FENN: I don't know. That's the best answer I can give. The people who are privy to intelligence reports could certainly answer that question better than I could. To me, it indicates that they know something that gives them great concern.
CHAT PARTICIPANT: Is the U.S. prepared to vaccinate all?
FENN: I know that they have some vaccines prepared already, and they are working on a diluted vaccine, and on producing more vaccine. So certainly, we can vaccinate some people. I think currently we have 15 million doses, although I'm not sure of that number.

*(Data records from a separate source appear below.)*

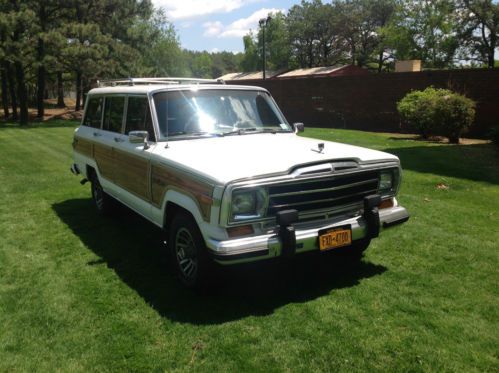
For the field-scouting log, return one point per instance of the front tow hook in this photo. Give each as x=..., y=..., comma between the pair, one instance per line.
x=287, y=233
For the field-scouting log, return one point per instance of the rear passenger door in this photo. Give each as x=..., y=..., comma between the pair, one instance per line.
x=132, y=172
x=107, y=138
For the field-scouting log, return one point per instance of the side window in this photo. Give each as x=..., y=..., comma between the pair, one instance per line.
x=93, y=114
x=138, y=116
x=113, y=114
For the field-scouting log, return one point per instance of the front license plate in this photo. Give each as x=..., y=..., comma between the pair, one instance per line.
x=336, y=238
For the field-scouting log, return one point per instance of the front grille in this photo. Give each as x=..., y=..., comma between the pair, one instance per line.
x=331, y=193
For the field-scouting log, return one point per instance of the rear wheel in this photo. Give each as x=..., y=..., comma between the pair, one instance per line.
x=188, y=251
x=103, y=202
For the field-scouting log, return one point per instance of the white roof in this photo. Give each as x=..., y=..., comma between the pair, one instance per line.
x=149, y=88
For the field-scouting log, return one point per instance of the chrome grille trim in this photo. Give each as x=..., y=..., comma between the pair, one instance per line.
x=289, y=205
x=323, y=190
x=351, y=207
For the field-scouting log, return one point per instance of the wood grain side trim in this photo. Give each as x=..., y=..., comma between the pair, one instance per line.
x=104, y=157
x=132, y=173
x=164, y=178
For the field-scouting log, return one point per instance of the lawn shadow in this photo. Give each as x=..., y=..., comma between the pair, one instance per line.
x=478, y=162
x=131, y=246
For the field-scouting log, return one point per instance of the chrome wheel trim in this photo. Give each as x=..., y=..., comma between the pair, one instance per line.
x=185, y=253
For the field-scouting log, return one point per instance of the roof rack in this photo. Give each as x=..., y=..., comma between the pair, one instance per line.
x=145, y=81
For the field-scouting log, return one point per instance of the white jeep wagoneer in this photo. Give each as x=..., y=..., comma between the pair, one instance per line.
x=219, y=168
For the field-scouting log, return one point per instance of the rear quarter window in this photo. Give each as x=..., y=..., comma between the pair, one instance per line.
x=93, y=113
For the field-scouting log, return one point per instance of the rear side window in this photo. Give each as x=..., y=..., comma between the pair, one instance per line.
x=113, y=114
x=138, y=116
x=93, y=114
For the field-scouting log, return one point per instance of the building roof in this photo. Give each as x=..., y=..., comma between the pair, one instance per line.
x=254, y=75
x=323, y=71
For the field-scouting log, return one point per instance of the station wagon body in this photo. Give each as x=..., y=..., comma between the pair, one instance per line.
x=219, y=168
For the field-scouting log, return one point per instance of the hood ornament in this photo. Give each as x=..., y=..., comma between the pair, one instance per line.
x=320, y=148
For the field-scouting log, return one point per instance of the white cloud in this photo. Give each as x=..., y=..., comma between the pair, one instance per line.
x=212, y=28
x=239, y=28
x=188, y=9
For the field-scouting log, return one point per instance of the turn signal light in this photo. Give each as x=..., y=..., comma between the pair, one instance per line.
x=387, y=203
x=240, y=231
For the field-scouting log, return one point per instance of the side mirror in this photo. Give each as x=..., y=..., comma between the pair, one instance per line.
x=139, y=137
x=299, y=127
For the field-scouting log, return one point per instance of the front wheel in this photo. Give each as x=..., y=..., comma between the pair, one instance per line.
x=188, y=251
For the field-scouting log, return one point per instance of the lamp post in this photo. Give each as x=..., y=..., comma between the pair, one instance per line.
x=263, y=24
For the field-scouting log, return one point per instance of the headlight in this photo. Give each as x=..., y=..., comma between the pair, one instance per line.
x=385, y=180
x=248, y=204
x=389, y=180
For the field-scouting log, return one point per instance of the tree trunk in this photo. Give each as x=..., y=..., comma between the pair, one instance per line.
x=22, y=93
x=40, y=92
x=78, y=91
x=492, y=49
x=5, y=94
x=380, y=61
x=41, y=69
x=12, y=90
x=60, y=91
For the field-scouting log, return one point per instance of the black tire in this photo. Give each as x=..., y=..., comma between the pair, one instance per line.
x=188, y=252
x=104, y=203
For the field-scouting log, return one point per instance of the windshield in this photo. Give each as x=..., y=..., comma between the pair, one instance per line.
x=216, y=112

CHAT PARTICIPANT: What do we look for? What are symptoms, does it appear on the face? Is it contagious in its early stages, before we see the 'spots'?
FENN: That's a great question. One of the things that's frightening about smallpox is that it has long legs. By that, I mean that because it has a 12 day incubation period, during which you have no symptoms, this disease can really travel. So you go through a 12 day incubation period, and then you start feeling crummy. You develop a fever, a headache, a terrible backache. Sometimes you develop vomiting. After three or four days of that, you develop pustules inside your mouth and throat. At this point, you are now contagious. A couple of days later, the pustules erupt on the surface of your skin, in the classic smallpox rash. You are contagious throughout this period, until, if you live, the last scab falls off. So, the entire course of the disease runs about one month.
CHAT PARTICIPANT: Do you feel that if an outbreak of any size were to occur in today's society in the U.S. that we would be able to contain it?
FENN: I don't know, and that's my concern.
CNN: Do you have any closing comments for us today?
FENN: One of the things that's striking to me about the present day, is how sad it is that all the nations of the world were able to cooperate through the belligerency of the Cold War, to eradicate this disease in 1979, in the middle of the Cold War. And now, with the Cold War over, it appears that that monumental human effort could unravel. That's a very sad thing, a human tragedy of sorts.
CNN: Thank you for joining us today, Dr. Elizabeth Fenn.
FENN: Thank you very much. I've enjoyed it.